Multi-Layer Detection

A fraud detection approach that combines multiple technical, behavioral, and network-level signals to identify invalid traffic with greater accuracy.

What Is Multi-Layer Detection

Multi-Layer Detection is a fraud detection strategy that combines multiple independent analytical methods to identify invalid traffic with greater accuracy than any single detection technique. Instead of relying on one indicator—such as IP reputation or device fingerprinting—it evaluates numerous technical, behavioral, and network-level signals throughout the advertising lifecycle.

This defense-in-depth approach is widely used by modern anti-fraud platforms to detect Sophisticated Invalid Traffic (SIVT) and other evolving fraud techniques that can bypass traditional rule-based systems.

How Multi-Layer Detection Works

Multi-Layer Detection evaluates traffic across several complementary layers before, during, and after user interactions.

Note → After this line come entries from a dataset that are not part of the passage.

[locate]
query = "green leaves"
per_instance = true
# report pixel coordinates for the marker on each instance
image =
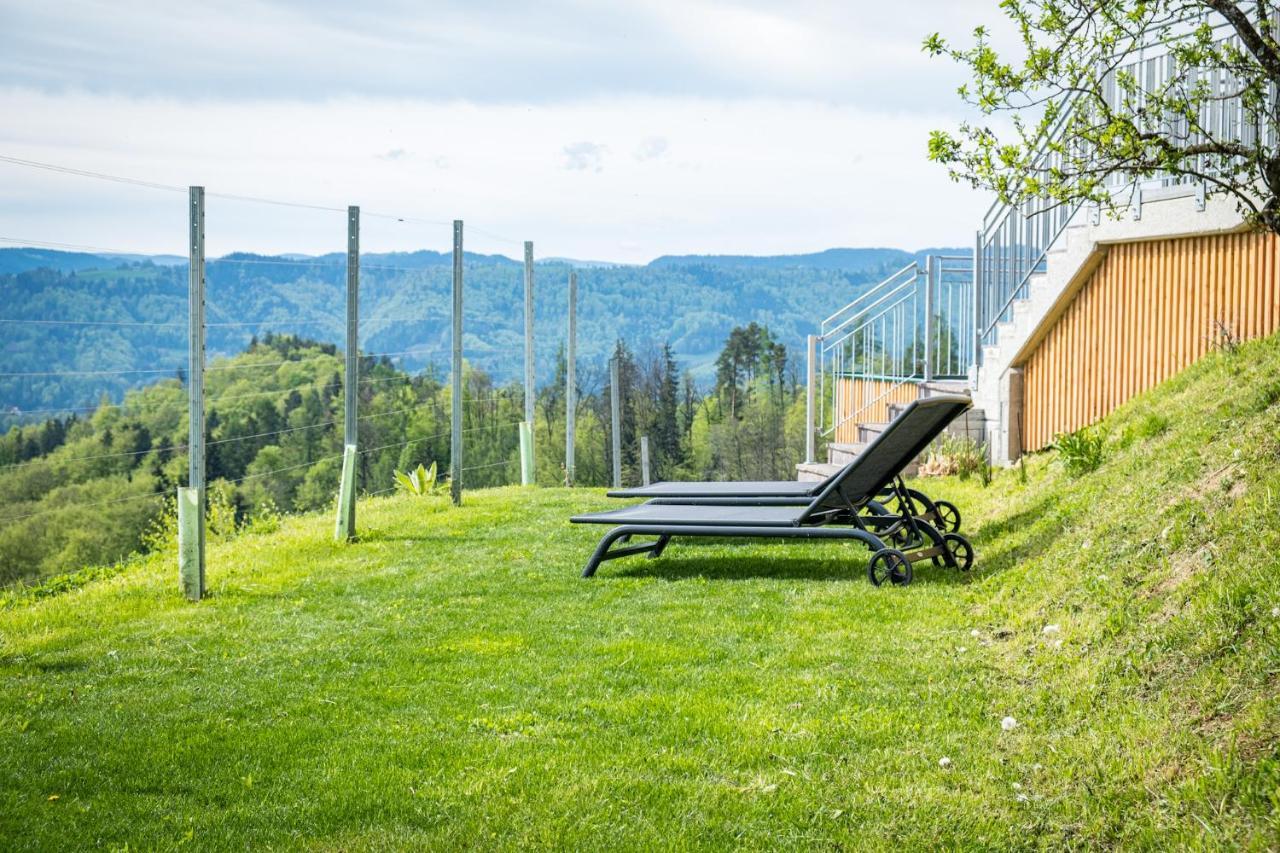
(1102, 94)
(421, 480)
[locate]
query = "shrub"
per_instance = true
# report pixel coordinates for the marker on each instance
(421, 480)
(1082, 451)
(958, 455)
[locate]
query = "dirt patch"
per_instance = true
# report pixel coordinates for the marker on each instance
(1212, 484)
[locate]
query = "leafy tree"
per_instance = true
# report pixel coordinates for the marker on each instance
(1086, 118)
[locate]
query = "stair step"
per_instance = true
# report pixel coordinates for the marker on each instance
(867, 432)
(814, 471)
(842, 452)
(944, 387)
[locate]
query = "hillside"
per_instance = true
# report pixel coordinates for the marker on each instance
(451, 682)
(65, 313)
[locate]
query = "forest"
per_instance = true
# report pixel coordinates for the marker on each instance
(94, 487)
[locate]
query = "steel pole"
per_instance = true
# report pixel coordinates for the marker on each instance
(191, 501)
(456, 384)
(616, 422)
(571, 381)
(528, 470)
(344, 529)
(810, 428)
(931, 274)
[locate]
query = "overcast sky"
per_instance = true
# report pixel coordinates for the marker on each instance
(598, 129)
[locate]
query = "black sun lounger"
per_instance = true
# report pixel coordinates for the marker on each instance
(837, 511)
(941, 514)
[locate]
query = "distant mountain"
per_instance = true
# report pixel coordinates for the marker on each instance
(21, 260)
(848, 259)
(159, 260)
(132, 311)
(581, 264)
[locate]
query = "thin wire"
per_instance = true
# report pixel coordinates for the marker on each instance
(42, 411)
(287, 468)
(88, 373)
(278, 432)
(86, 459)
(398, 411)
(76, 506)
(88, 323)
(83, 173)
(168, 187)
(426, 438)
(478, 468)
(272, 364)
(243, 323)
(283, 261)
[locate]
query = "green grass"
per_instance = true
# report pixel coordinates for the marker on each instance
(451, 682)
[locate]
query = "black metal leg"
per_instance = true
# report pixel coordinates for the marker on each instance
(618, 536)
(659, 547)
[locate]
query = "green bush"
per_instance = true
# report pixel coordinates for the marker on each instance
(1082, 451)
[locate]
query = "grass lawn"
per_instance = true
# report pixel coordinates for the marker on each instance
(451, 682)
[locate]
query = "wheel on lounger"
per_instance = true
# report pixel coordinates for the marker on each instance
(960, 551)
(949, 516)
(888, 565)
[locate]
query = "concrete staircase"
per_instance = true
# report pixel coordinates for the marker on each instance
(840, 454)
(1069, 265)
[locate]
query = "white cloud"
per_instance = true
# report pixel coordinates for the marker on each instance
(864, 54)
(757, 176)
(584, 156)
(653, 147)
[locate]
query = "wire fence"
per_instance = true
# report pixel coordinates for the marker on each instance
(273, 392)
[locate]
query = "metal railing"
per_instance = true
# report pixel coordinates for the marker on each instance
(1014, 240)
(913, 327)
(932, 322)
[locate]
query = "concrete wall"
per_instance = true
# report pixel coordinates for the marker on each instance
(1070, 265)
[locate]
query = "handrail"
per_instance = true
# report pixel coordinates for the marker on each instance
(913, 265)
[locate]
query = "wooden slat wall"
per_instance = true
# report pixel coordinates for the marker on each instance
(854, 393)
(1147, 313)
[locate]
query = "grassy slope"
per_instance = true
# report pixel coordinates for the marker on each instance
(452, 680)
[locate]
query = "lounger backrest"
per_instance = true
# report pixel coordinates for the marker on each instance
(903, 439)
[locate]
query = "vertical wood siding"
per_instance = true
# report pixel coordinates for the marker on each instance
(1148, 311)
(855, 393)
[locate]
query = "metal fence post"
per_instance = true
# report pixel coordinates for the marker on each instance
(528, 471)
(456, 425)
(809, 427)
(571, 381)
(344, 529)
(931, 274)
(616, 422)
(191, 500)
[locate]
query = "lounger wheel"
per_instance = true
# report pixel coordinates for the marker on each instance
(949, 515)
(888, 565)
(960, 548)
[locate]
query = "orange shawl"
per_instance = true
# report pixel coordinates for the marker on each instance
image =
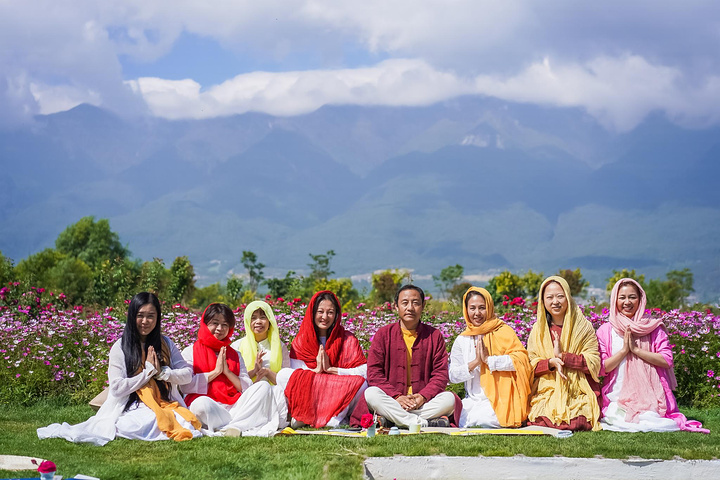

Typical detection layers include:

  • IP reputation analysis.
  • Device Fingerprinting.
  • Behavioral analysis.
  • Network and proxy detection.
  • Browser and SDK integrity checks.
  • Machine learning models.
  • Conversion and post-install validation.

By correlating signals from multiple sources, the system can detect fraud even when individual indicators appear legitimate.

Why It Matters for Your Campaigns

Modern fraud rarely leaves a single obvious indicator. Multi-Layer Detection significantly improves detection accuracy by evaluating multiple risk signals simultaneously.

For advertisers, it provides:

  • Higher fraud detection rates.
  • Better protection against Sophisticated Invalid Traffic (SIVT).
  • Fewer false positives.
  • Improved traffic quality.
  • More accurate attribution.
  • Better campaign optimization.
  • Reduced wasted advertising spend.

A layered detection strategy enables advertisers to stop increasingly sophisticated fraud schemes before they impact campaign performance.

How to Implement Multi-Layer Detection

Effective fraud prevention requires combining multiple verification techniques rather than relying on a single rule.

Recommended best practices include:

  • Combine technical and behavioral analysis.
  • Verify Device Fingerprints.
  • Monitor network and IP reputation.
  • Apply machine learning models.
  • Validate conversions and post-install events.
  • Continuously update detection rules.
  • Deploy real-time fraud prevention platforms that correlate signals across every stage of the customer journey.

Combining independent detection layers creates a more resilient defense against modern advertising fraud than any standalone verification method.